However, covariance does provide further evidence for helicity that is independent of individual amino acid tendencies. Plotting the strength of interactions with different periodicities clearly shows that i+1, i+3, and i+4 interactions are greatly overrepresented (Fig. 3B). These side chains are in close proximity in an α helix: within a turn for i+1 and between adjacent turns of the helix for i+3 and i+4. Other periodicities, such as i+2 interactions of an extended β strand configuration, appear at roughly the frequencies expected by chance. If we assume that a completely helical consensus has 100% significances for all i+3 and i+4 pairs and that random 50% significances correspond to no helicity, then we interpolate 4.2 and 5.3 helical residues for selected random regions from i+3 and i+4 pairs, respectively. This calculation does not take into account possible biases in sequence sampling, the distribution of significances across the random region, or the incompleteness of measured helical covariances due to flanking constant regions.

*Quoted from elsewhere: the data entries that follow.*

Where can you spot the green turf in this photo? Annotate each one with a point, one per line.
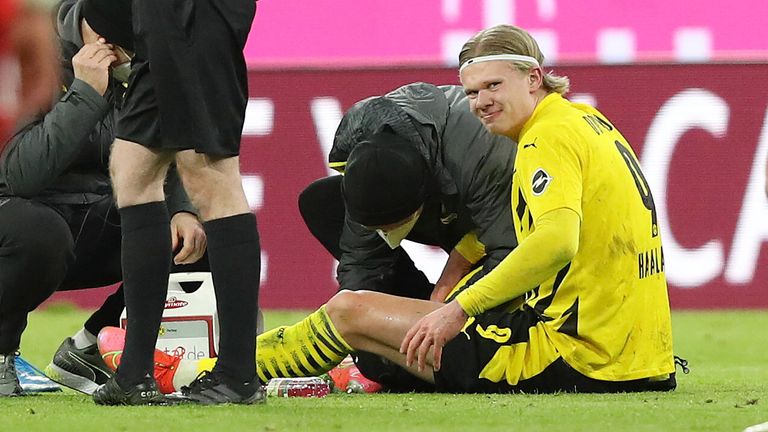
(727, 390)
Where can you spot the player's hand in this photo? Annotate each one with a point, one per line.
(91, 64)
(187, 229)
(432, 332)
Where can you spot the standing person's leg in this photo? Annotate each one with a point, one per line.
(234, 254)
(137, 175)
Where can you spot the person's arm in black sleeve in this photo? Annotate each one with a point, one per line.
(366, 262)
(38, 154)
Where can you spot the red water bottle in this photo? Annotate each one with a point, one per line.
(300, 387)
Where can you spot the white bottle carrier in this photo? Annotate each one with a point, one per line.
(190, 324)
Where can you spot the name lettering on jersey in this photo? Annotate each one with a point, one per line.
(533, 144)
(540, 181)
(650, 262)
(598, 124)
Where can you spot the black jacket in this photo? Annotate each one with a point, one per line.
(471, 175)
(62, 157)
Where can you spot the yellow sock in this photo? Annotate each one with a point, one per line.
(310, 347)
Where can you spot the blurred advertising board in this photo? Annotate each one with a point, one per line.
(430, 32)
(700, 131)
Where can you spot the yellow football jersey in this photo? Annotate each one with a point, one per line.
(607, 312)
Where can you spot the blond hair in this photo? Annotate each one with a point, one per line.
(508, 39)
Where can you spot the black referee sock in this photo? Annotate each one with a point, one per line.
(235, 257)
(146, 258)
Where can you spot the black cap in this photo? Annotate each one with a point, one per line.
(111, 19)
(385, 180)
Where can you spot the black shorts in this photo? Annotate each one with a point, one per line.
(188, 88)
(464, 358)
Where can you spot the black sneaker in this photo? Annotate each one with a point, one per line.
(213, 388)
(80, 369)
(144, 393)
(9, 380)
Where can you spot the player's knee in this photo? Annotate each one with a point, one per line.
(346, 309)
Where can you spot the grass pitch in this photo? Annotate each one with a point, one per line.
(727, 390)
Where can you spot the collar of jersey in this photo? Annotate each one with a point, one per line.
(543, 106)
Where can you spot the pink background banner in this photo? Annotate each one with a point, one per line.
(387, 32)
(701, 136)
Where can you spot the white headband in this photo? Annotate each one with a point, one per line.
(509, 57)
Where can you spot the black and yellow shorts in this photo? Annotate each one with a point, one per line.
(469, 365)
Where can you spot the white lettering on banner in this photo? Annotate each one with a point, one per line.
(254, 193)
(259, 121)
(259, 117)
(326, 114)
(689, 109)
(752, 229)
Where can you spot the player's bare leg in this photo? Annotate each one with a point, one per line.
(215, 187)
(377, 323)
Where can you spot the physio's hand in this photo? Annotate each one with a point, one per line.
(440, 292)
(91, 64)
(433, 331)
(455, 269)
(186, 228)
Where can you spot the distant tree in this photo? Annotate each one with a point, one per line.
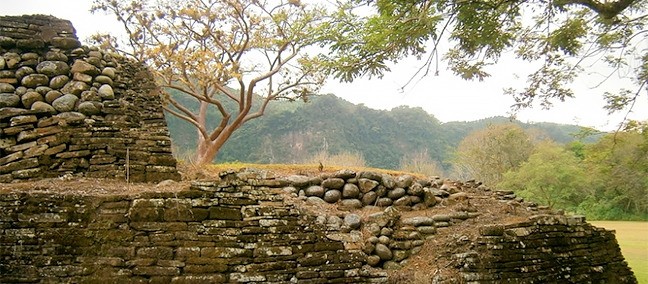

Despite these simplifications, the average value of 4.7 helical residues agrees well with the value of 4.9 obtained from a similar ad hoc interpolation based on the average helical stabilization of the selected pool. For this calculation, zero helicity corresponds to the helical stabilization of the initial pool. The lower energy of putting residues 13–22 in helical dihedral angles for wild-type λ N is equated to seven helical residues based on its structure in complex with λ boxB (Legault et al. 1998; Schärpf et al. 2000).

The location of these ∼5 helical residues can be predicted from several sequence characteristics. First, examining helical stabilization at each position separately shows that positions 19–21 have significantly less stabilization than the rest of the random region (Fig. 3C). This location agrees with the simpler observation that helix-breaking glycine and proline residues are confined to positions 19–22 except in a single peptide. Prediction of helix location based on i+3 and i+4 coupling strengths is limited by the inability to calculate covariances with constant amino acids on the periphery of the random region. Still, it is notable that position 17 has very weak helical couplings to positions 20 and 21 that are indicative of an amino acid in the final turn of a helix (Fig. 3A). Position 18 has weak helical linkages in both directions, and the i+1 covariance between positions 17 and 18 is the least significant in the entire random region. This evidence strongly suggests that on average the bent α helix of the constant λ N stem continues up to position 17 in selected peptides.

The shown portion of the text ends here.